Roughly we proceed as follows: we define when a world is full, and we stipulate that at full worlds all geometric facts supervene on metric properties and that for any metric space there is a full relationalist world instantiating the geometry of that space. Then we describe how the intrinsic geometric properties at a relationalist world arise from those of full worlds: for any region R of a full world w there is a relationalist world w' whose material configuration is a geometric duplicate of R, and now in w' our intrinsic properties will include not only the metric properties of the region R but the compatibility properties that R had in the full world also. Now we have secured grounded ambition: a single particle relationalist world wE3 with the geometry of Euclidean 3-space is possible, as is a single particle world wS with the geometry of the sphere.

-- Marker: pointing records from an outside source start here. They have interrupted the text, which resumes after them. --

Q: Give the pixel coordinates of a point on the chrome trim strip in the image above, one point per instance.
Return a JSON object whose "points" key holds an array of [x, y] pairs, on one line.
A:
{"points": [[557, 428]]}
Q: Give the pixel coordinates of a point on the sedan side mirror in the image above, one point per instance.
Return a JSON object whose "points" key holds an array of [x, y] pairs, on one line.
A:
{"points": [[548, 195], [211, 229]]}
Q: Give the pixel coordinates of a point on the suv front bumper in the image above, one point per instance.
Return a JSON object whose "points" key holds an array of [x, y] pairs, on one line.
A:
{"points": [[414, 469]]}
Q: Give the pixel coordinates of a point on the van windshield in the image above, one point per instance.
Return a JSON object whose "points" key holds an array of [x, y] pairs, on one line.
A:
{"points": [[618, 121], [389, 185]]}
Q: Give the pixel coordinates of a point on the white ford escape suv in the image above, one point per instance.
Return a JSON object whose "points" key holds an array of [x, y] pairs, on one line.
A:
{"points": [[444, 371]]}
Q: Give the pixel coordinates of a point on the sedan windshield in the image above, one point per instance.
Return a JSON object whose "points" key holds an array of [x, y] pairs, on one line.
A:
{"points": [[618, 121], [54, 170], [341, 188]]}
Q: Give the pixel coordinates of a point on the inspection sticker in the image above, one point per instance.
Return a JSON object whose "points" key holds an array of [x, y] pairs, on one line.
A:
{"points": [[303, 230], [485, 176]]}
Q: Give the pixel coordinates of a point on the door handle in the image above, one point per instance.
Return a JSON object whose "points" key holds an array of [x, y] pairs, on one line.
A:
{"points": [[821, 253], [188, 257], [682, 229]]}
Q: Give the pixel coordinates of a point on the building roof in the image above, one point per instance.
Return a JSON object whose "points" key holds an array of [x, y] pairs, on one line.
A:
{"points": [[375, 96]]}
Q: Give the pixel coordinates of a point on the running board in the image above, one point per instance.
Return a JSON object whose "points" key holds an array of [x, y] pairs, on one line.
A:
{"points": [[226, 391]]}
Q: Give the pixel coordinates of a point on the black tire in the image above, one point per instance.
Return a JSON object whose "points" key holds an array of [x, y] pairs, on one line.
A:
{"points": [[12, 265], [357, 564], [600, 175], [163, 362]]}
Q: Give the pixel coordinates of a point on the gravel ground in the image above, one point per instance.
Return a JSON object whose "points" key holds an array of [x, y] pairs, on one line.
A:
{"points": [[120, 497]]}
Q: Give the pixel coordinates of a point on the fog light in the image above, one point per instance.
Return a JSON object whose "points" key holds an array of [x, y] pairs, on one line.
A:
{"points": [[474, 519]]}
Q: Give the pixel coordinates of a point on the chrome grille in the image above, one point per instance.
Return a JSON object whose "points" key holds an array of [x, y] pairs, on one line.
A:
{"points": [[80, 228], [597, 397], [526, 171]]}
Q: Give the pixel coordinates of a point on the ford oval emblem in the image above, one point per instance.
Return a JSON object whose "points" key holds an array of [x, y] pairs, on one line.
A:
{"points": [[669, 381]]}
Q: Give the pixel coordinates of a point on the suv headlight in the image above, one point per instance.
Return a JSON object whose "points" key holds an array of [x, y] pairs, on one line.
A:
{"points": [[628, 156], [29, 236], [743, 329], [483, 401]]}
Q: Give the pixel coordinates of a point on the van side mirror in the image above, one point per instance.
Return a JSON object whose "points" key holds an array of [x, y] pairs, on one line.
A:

While the particles in these worlds have the same metric properties, they have different compatibility properties: the particle in wE3 has the property that it is compatible with any material configuration with the geometry of Euclidean 3-space, while the particle in wS is compatible with just material configurations of the sphere.

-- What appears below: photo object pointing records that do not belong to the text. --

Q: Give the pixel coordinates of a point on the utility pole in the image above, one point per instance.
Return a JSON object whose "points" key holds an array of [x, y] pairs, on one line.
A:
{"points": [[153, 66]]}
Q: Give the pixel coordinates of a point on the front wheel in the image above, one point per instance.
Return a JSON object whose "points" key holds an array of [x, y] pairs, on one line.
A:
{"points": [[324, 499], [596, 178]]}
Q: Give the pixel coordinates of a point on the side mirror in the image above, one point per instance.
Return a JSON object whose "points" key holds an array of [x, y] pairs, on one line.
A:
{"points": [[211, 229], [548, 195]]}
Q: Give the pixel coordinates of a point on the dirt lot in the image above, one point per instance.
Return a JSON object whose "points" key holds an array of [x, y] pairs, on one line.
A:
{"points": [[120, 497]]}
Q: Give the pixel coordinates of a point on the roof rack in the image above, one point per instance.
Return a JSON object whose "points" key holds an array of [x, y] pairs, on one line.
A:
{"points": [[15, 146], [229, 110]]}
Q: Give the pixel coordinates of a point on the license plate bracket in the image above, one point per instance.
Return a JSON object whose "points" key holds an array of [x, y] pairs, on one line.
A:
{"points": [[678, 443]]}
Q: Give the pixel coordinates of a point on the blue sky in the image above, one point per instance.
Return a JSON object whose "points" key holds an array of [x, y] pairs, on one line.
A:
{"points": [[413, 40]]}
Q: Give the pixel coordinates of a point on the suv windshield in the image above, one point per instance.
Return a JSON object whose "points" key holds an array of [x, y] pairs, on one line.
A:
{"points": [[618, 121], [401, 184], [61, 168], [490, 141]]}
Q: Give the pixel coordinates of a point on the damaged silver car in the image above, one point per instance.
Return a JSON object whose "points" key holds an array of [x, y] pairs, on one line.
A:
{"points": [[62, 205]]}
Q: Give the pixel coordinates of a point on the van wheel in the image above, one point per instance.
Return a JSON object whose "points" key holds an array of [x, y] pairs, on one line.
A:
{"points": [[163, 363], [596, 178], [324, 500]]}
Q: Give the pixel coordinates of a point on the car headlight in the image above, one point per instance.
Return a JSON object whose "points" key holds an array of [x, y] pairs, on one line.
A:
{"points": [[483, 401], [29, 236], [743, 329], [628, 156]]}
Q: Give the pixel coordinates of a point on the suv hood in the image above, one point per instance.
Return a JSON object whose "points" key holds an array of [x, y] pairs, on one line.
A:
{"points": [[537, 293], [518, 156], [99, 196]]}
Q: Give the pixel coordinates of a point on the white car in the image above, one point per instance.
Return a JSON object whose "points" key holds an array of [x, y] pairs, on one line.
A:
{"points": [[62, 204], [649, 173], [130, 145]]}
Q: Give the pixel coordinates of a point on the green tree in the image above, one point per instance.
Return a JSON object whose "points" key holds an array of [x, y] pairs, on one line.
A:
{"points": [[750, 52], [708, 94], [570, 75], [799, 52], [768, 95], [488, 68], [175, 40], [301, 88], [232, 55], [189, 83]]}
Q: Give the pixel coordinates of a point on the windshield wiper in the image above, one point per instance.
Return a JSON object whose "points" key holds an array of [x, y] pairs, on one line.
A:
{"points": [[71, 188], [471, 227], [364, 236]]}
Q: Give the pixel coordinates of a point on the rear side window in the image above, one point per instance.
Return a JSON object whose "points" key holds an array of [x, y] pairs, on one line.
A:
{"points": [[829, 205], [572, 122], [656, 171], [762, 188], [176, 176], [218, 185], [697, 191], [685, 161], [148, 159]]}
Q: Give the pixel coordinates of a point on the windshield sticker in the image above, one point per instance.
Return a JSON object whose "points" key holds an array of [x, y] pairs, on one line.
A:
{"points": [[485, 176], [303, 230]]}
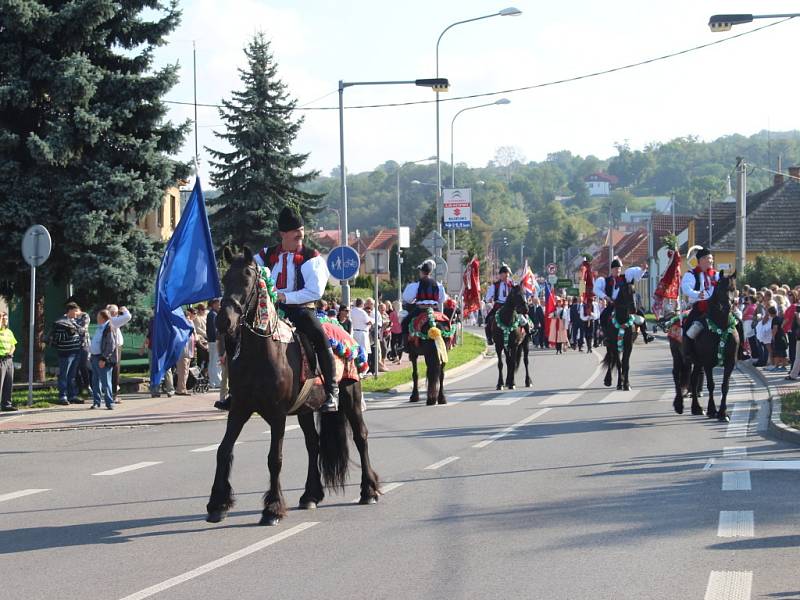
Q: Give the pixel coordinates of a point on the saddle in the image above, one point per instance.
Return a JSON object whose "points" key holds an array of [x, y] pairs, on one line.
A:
{"points": [[346, 364]]}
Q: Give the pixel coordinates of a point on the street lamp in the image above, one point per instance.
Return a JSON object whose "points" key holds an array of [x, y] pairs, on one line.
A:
{"points": [[506, 12], [399, 257], [452, 128], [719, 23], [436, 84]]}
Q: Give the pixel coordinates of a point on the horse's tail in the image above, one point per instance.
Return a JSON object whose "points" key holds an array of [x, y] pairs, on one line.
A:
{"points": [[334, 453]]}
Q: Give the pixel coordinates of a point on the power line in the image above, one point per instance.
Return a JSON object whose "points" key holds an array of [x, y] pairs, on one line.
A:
{"points": [[608, 71]]}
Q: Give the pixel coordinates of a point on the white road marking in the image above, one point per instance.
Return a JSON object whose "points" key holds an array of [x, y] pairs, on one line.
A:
{"points": [[505, 400], [734, 481], [734, 452], [753, 465], [735, 523], [132, 467], [288, 428], [508, 430], [560, 399], [729, 585], [619, 396], [220, 562], [22, 493], [210, 448], [441, 463]]}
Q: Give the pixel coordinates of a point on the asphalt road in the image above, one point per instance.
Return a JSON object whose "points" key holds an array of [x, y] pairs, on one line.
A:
{"points": [[565, 490]]}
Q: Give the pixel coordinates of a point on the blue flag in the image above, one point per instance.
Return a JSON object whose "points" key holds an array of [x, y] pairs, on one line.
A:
{"points": [[188, 274]]}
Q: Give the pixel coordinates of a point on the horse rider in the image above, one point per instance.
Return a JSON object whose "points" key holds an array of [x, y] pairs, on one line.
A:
{"points": [[698, 285], [422, 294], [497, 294], [300, 276], [608, 289]]}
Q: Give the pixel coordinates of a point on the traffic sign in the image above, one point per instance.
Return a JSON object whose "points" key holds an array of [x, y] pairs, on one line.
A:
{"points": [[343, 263], [432, 241], [457, 208], [36, 245], [377, 261]]}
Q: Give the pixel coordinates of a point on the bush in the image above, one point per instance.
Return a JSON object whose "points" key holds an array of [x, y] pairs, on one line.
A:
{"points": [[772, 269]]}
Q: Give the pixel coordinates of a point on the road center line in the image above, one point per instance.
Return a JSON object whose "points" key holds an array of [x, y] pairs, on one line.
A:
{"points": [[735, 523], [729, 585], [132, 467], [22, 493], [210, 448], [441, 463], [511, 428], [220, 562]]}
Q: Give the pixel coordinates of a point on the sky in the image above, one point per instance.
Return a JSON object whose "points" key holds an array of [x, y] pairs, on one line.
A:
{"points": [[742, 86]]}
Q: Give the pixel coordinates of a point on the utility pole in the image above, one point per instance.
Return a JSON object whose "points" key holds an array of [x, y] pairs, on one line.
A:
{"points": [[710, 232], [741, 214]]}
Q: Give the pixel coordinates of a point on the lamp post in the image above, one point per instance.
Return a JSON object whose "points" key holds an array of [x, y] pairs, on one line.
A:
{"points": [[718, 23], [506, 12], [399, 257], [437, 84]]}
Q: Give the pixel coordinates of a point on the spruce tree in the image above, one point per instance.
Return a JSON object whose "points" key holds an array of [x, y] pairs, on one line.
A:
{"points": [[84, 142], [260, 175]]}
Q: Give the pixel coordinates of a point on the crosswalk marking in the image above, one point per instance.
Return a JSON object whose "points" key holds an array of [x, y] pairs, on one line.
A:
{"points": [[127, 468], [735, 523], [22, 493]]}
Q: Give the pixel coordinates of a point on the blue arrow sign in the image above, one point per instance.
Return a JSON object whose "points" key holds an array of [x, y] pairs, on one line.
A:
{"points": [[343, 262]]}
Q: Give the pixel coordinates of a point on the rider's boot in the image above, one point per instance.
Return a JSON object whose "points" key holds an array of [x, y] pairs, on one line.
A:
{"points": [[331, 403]]}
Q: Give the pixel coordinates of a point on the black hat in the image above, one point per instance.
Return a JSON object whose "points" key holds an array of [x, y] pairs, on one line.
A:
{"points": [[289, 220], [427, 266]]}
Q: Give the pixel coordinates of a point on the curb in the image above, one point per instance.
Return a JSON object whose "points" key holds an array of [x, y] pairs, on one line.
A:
{"points": [[775, 426]]}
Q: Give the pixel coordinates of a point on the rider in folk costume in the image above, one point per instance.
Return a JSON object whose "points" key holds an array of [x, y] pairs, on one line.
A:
{"points": [[497, 294], [300, 275], [607, 289], [423, 293]]}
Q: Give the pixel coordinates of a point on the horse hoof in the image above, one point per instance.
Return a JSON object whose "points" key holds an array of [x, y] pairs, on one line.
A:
{"points": [[269, 520], [215, 516]]}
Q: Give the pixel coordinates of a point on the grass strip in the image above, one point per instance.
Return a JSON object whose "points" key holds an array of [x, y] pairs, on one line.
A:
{"points": [[472, 347], [790, 409]]}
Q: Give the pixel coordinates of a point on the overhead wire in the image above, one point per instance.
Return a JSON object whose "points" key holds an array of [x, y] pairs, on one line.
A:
{"points": [[305, 107]]}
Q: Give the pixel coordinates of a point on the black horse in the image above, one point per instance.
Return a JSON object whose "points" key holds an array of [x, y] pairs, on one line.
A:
{"points": [[624, 313], [510, 339], [434, 367], [705, 353], [264, 378]]}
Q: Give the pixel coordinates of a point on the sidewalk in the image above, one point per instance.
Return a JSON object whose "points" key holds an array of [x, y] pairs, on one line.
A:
{"points": [[777, 386], [136, 409]]}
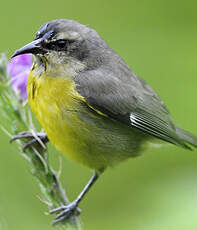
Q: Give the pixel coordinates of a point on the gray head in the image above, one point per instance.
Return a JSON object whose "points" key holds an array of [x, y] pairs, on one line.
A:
{"points": [[67, 42]]}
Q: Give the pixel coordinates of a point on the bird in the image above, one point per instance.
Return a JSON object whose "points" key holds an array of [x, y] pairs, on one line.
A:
{"points": [[92, 106]]}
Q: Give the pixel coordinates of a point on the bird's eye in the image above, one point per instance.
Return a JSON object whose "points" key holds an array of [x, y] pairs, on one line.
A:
{"points": [[61, 43]]}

The concern Belot raises for the necessitarian relationalist is whether the position is sufficiently grounded: does the supervenience base consist of properties that are themselves non-modal? And in this respect does the other grounded relationalism, the best-systems relationalist, enjoy an advantage? Belot argues that in the nomic case the most attractive way to deal with this invokes non-modal essential properties, and he argues that this is available to the necessitarian. In the geometric case, however, things get murkier. Belot argues that the properties that encode information about the structure of space look as non-modal for the best-systems relationalist as for the necessitarian relationalist, but compatibility properties sure seem to encode a whole lot of information about possible non-actual configurations of matter independent of the spatial geometry: it's these that will determine in a relationalist two point elliptical plane world whether a third point can be placed collinearly or not. As Belot notes,in the case of the elliptical plane we could have chosen to use the non-modal property of collinearity instead to do this work, and so the compatibility properties, while modal looking, are not encoding modal information in this case -- they are eliminable. But this case is just the tip of the iceberg: as Belot disclaims, in the wild and weird possible geometries of space who knows if this will always be true.

Where does this leave the relationalist? For Belot the front runner is necessitarian relationalism; it enjoys ambition and a rejection of metricity over the best-systems approach, and by not taking any modal notion as primitive enjoys an advantage over even the non-metric primitive approach. Plus, it encourages us to explore the full class of metric spaces in search of an answer to the question of what the fundamental geometric properties at a world are. Metaphysically brilliant it is; simple it is not. But as long as the relationalist is committed to taking even a fairly tame subclass of metric spaces as representing the possible geometries of space, simplicity seems a vain hope.

Relationalists reading Belot's book should be encouraged to think long and hard about how their relationalism should inform their views about possible geometries of space and fundamental geometric properties. Signing up for one of the Belot-relationalisms involves special commitments here, and a cautious relationalist ought to make sure that she can argue for these commitments in a way that is informed by her ontology. Substantivalists reading the book might well feel vindicated.